I'd treat anything Mortensen said with great caution. Minimal agitation is largely not a good idea - at best all it does is adjust the overall contrast slightly (and has essentially no measurable impact on sharpness at anything other than nil agitation - which is a very bad idea) - if you really think you are getting differences between intermittent and continuous agitation, it's almost always going to be a process control issue (aka normalise processes to deliver matched contrast indexes). And I would treat the word clumpy with similar caution.

What does seem to be the case is that certain developing agents will develop fewer development centres more totally, which while delivering correct overall contrast measurements and very high sharpness via development inhibition (at a cost of very long developing times), gives visually noticeably poorer coverage - and thus a worse looking, much grainier image.

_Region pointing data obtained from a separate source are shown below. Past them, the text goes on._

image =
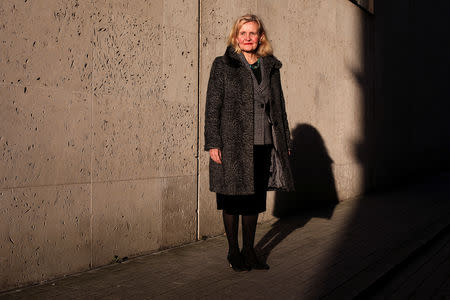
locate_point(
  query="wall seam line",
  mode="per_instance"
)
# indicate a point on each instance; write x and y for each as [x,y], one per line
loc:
[198,117]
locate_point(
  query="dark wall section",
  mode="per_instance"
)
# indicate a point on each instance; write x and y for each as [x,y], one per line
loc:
[407,128]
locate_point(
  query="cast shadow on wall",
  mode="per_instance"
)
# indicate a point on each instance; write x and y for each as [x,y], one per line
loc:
[315,191]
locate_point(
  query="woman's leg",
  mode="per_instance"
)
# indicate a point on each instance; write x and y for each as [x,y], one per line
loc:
[248,231]
[248,251]
[231,224]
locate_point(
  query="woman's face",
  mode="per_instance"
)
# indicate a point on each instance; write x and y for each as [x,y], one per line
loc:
[248,37]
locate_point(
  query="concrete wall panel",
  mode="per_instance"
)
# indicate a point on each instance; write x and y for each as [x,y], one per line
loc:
[46,44]
[179,211]
[44,233]
[126,219]
[45,137]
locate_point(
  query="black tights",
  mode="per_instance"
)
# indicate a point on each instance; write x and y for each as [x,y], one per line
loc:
[231,223]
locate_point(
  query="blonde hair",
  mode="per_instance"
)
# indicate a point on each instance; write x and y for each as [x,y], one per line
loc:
[264,48]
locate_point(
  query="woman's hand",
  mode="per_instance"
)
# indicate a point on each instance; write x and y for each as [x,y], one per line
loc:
[216,155]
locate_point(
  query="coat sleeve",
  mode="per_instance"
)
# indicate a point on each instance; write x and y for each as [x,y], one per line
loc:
[214,101]
[287,132]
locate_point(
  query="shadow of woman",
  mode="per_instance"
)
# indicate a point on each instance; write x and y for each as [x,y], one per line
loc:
[315,191]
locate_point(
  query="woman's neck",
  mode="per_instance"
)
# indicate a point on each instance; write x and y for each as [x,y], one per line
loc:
[251,57]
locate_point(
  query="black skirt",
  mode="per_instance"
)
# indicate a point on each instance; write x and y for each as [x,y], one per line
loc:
[254,203]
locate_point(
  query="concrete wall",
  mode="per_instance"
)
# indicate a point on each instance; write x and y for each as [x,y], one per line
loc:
[98,133]
[101,121]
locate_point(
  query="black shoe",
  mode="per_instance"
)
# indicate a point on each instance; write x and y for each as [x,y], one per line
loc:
[237,262]
[253,261]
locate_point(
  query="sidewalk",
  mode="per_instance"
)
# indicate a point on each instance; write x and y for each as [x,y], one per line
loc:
[360,250]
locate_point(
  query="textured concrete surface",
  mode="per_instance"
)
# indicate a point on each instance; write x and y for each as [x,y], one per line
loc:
[102,103]
[98,133]
[311,257]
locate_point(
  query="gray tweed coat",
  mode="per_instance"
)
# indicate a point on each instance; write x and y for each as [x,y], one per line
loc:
[229,126]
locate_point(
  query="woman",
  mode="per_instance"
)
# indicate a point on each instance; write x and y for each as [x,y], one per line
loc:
[246,134]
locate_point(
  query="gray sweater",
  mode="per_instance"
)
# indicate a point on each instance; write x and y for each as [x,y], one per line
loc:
[261,94]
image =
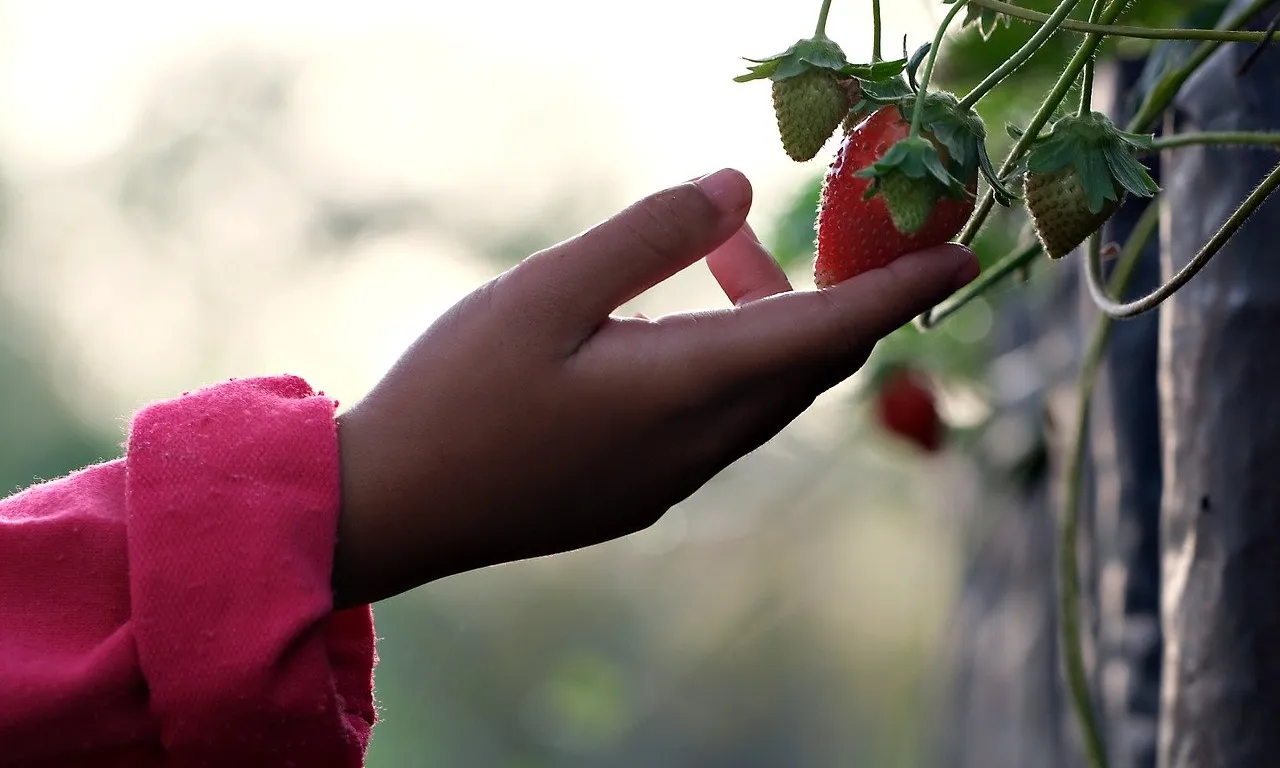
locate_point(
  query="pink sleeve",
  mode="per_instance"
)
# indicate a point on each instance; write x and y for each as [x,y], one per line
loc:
[178,602]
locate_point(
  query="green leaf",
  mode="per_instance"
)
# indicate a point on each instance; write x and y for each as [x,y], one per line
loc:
[800,58]
[758,72]
[1129,172]
[913,156]
[1054,154]
[1096,179]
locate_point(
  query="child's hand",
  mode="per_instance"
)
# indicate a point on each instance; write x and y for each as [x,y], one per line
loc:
[529,421]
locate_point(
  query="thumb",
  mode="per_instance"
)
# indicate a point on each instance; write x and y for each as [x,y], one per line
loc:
[581,280]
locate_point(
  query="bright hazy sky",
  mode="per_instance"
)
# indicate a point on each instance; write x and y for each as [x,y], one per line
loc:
[430,95]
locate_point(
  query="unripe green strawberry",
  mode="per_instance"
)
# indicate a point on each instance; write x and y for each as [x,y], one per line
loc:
[809,108]
[909,201]
[1059,206]
[1078,176]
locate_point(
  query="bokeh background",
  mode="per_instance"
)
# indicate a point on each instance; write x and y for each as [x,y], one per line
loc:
[193,191]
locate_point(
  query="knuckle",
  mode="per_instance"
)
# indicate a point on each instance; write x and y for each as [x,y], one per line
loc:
[666,223]
[845,338]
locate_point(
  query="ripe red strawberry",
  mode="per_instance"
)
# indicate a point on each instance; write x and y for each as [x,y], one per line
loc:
[905,407]
[856,234]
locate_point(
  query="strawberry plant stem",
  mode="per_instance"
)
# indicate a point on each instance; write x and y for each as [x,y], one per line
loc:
[1166,90]
[1155,104]
[1087,80]
[1216,137]
[877,31]
[1225,35]
[991,275]
[819,32]
[1211,248]
[918,112]
[1020,55]
[1069,566]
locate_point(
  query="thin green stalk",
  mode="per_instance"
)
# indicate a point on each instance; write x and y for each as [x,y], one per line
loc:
[991,275]
[1220,238]
[1069,567]
[1020,55]
[1083,55]
[821,30]
[1166,90]
[1216,137]
[877,30]
[918,113]
[1155,104]
[1087,80]
[1225,35]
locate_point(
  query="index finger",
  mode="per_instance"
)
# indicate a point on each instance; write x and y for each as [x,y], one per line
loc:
[833,328]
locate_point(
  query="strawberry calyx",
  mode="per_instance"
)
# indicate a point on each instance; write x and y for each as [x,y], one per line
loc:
[1102,156]
[817,53]
[910,177]
[813,88]
[944,159]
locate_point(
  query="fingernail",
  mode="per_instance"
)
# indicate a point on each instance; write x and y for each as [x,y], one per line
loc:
[727,190]
[967,272]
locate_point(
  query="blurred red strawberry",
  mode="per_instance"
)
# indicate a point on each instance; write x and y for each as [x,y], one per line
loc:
[905,407]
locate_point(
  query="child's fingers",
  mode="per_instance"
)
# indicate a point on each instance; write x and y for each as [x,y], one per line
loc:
[824,329]
[583,280]
[745,270]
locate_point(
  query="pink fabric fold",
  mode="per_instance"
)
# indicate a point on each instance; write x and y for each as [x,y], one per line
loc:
[173,607]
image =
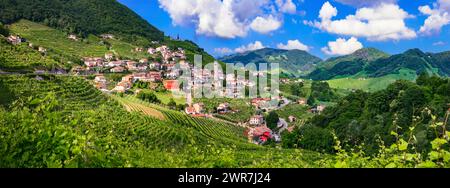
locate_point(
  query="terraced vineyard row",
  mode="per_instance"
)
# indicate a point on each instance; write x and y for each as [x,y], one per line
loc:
[87,129]
[214,129]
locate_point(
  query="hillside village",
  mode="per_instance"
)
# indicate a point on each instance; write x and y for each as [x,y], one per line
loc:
[165,68]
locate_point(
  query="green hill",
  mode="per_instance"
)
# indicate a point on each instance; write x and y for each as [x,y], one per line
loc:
[346,65]
[63,121]
[413,59]
[294,62]
[373,63]
[83,17]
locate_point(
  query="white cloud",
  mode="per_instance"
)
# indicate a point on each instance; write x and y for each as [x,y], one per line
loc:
[327,11]
[286,6]
[250,47]
[365,3]
[380,23]
[438,17]
[293,45]
[225,18]
[439,43]
[223,50]
[265,25]
[342,46]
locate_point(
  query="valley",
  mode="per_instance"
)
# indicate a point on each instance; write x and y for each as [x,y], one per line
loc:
[102,94]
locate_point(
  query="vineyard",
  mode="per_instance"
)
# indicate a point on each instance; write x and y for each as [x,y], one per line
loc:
[210,128]
[61,121]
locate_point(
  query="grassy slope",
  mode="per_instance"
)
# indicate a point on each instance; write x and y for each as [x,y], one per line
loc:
[133,139]
[22,58]
[56,40]
[371,84]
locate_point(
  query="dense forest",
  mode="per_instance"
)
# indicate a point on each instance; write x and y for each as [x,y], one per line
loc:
[405,109]
[82,17]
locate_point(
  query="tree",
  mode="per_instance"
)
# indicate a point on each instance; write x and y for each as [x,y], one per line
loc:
[272,120]
[3,30]
[296,89]
[148,97]
[422,78]
[172,104]
[321,91]
[311,101]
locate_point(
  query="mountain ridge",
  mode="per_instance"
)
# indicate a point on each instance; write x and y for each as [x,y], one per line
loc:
[83,17]
[294,62]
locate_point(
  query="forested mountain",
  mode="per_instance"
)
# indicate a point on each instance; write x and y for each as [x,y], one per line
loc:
[374,63]
[413,59]
[295,62]
[82,17]
[368,119]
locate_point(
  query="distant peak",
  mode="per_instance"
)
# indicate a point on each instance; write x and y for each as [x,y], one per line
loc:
[415,51]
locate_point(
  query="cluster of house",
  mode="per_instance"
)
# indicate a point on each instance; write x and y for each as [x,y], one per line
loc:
[167,54]
[116,66]
[266,104]
[127,81]
[15,40]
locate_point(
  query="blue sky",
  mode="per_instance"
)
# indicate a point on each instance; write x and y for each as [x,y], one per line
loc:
[323,28]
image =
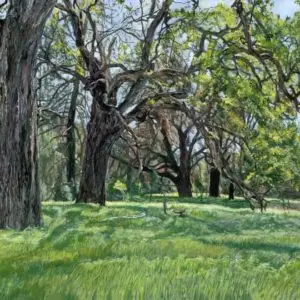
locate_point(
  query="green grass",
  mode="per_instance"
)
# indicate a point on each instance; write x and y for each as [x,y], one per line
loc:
[220,250]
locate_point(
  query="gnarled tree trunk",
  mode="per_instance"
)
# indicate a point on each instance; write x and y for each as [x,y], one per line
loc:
[104,128]
[183,185]
[231,191]
[19,186]
[71,142]
[214,183]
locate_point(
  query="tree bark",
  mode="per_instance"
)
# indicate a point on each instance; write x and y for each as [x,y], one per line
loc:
[104,128]
[71,142]
[183,185]
[214,184]
[231,191]
[19,187]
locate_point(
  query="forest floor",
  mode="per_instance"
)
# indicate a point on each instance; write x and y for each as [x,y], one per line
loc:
[132,250]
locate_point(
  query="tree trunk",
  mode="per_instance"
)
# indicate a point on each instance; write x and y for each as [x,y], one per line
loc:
[19,186]
[71,142]
[214,183]
[184,186]
[104,129]
[231,191]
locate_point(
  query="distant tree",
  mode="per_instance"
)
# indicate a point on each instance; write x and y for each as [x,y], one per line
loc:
[168,144]
[118,88]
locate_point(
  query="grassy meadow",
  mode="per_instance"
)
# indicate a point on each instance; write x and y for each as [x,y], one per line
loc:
[219,250]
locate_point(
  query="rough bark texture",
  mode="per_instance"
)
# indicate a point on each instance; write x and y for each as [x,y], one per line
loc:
[104,129]
[231,191]
[19,186]
[184,186]
[214,183]
[71,142]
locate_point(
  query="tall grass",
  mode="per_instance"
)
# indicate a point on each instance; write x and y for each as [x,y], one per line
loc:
[215,252]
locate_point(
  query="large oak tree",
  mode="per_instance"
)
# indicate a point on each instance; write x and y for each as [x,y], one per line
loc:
[20,32]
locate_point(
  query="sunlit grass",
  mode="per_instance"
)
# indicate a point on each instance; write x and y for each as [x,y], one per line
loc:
[217,251]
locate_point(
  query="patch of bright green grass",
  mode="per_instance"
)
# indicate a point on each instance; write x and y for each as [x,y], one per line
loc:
[217,251]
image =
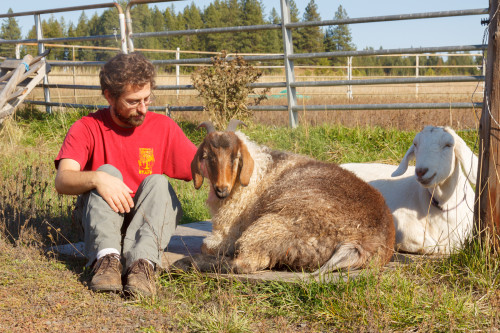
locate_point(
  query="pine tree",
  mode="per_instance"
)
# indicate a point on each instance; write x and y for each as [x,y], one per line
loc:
[248,42]
[338,38]
[10,30]
[311,38]
[172,24]
[191,17]
[274,41]
[82,29]
[222,14]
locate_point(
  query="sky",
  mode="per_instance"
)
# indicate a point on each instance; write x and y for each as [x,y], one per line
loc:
[465,30]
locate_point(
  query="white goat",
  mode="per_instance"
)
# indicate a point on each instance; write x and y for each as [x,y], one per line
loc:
[432,204]
[277,209]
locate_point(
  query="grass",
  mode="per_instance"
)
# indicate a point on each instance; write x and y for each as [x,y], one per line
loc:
[40,290]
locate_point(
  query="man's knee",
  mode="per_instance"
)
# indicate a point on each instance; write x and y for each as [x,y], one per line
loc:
[156,180]
[110,169]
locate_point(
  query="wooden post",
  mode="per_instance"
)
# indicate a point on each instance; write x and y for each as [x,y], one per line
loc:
[487,205]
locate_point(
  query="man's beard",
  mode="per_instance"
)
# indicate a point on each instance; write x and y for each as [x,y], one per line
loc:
[131,119]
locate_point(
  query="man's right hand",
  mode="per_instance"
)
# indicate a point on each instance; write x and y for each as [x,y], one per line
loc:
[70,180]
[114,192]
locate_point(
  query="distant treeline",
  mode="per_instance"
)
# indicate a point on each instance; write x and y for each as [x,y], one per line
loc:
[226,13]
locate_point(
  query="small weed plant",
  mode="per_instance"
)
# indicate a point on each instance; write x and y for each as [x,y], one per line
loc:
[225,89]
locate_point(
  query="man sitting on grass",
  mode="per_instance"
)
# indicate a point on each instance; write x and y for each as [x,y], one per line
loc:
[116,159]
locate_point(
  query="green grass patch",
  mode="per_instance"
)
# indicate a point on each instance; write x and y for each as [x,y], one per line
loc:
[41,292]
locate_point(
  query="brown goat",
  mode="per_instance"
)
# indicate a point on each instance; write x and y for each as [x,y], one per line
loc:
[276,209]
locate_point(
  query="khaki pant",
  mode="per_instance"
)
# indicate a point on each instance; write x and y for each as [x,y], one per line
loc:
[143,233]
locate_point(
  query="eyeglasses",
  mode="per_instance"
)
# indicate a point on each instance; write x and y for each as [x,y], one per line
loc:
[136,102]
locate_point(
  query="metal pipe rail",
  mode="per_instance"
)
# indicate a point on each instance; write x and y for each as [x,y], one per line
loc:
[281,57]
[288,57]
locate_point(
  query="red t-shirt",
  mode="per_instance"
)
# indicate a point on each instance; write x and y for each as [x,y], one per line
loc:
[157,146]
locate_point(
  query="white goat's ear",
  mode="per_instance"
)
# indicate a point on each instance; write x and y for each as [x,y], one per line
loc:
[466,157]
[195,168]
[403,166]
[247,164]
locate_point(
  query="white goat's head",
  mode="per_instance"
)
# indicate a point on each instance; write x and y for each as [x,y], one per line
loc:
[222,158]
[436,150]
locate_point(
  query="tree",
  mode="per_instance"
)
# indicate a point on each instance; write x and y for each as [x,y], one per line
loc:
[222,14]
[338,38]
[10,30]
[311,38]
[274,40]
[248,42]
[191,19]
[82,29]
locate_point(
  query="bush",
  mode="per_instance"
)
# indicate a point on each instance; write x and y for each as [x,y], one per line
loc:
[225,87]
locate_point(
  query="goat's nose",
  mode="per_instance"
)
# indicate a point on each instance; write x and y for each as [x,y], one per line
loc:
[221,192]
[421,171]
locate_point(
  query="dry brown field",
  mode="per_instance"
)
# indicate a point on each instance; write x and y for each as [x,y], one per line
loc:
[376,94]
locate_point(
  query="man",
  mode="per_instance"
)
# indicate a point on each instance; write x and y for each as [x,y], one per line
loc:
[115,159]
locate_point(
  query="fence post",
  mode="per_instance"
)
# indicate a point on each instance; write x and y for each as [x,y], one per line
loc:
[349,77]
[291,92]
[486,207]
[417,73]
[41,49]
[177,69]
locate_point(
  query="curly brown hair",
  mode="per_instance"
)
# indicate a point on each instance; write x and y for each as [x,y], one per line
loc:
[126,69]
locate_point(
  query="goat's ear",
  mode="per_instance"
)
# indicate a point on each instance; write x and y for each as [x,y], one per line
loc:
[403,166]
[247,165]
[466,157]
[196,169]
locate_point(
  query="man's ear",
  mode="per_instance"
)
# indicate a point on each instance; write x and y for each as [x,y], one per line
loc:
[111,100]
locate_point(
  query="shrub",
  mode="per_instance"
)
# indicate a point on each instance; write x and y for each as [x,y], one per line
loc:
[225,88]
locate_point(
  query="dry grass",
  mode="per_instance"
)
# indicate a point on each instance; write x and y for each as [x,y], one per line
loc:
[377,94]
[42,291]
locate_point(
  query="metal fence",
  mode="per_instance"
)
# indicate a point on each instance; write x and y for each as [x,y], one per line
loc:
[127,37]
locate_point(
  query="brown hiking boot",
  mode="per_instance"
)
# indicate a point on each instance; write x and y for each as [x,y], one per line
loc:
[141,279]
[107,274]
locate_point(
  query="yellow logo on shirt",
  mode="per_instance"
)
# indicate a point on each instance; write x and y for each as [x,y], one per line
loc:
[146,161]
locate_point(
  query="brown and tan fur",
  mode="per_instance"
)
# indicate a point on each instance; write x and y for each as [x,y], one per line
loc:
[277,209]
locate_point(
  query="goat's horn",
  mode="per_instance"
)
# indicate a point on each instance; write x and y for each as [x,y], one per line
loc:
[231,127]
[208,125]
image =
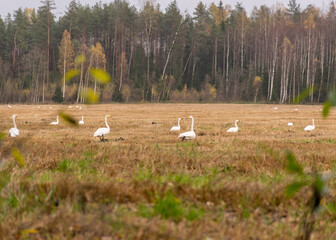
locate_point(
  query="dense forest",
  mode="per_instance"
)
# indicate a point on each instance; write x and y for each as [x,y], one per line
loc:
[219,53]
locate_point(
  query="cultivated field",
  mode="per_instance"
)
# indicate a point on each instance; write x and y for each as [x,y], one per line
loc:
[144,183]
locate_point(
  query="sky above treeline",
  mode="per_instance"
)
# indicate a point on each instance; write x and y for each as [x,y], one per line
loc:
[184,5]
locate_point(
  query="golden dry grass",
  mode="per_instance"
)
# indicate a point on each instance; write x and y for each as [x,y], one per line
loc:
[225,186]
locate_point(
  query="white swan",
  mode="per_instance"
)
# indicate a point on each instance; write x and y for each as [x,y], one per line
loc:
[14,132]
[190,134]
[176,128]
[81,121]
[310,128]
[55,123]
[101,132]
[233,129]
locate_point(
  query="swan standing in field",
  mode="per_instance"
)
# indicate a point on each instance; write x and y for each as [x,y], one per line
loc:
[233,129]
[81,121]
[14,132]
[101,132]
[176,128]
[310,128]
[190,134]
[55,123]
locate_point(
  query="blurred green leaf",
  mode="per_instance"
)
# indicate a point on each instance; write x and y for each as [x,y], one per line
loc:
[67,118]
[292,165]
[304,94]
[71,74]
[332,99]
[90,97]
[18,157]
[326,109]
[293,188]
[80,59]
[100,75]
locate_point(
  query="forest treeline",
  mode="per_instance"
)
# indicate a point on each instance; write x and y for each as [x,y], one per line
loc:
[219,53]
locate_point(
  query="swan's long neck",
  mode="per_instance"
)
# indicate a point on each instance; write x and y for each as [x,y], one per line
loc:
[192,124]
[106,123]
[14,122]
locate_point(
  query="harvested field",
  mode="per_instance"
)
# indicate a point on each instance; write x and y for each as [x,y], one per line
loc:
[144,183]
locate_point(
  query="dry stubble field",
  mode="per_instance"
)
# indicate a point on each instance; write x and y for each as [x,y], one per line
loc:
[144,183]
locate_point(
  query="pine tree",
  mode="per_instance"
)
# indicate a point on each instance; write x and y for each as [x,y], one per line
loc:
[58,95]
[66,59]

It seems that adding an component to act as an inhibitor acceptor will drastically shorten development induction time and cause more development centres to develop to a lower individual density - which delivers dramatically better overall coverage for the same contrast index. And then there are the questions of pH, sulphite levels, development inhibiting byproducts given out by the film etc. In short, Phenidone (and derivatives) has some quite significant potential advantages over Metol (which being entirely reliant on exhaustion effects is not seemingly susceptible to the exploitation of the development inhibition behaviour outlined above) - and Ilfosol 3, DD-X, Xtol and TMax developers (and probably many others) all look a lot like they attempt to exploit this.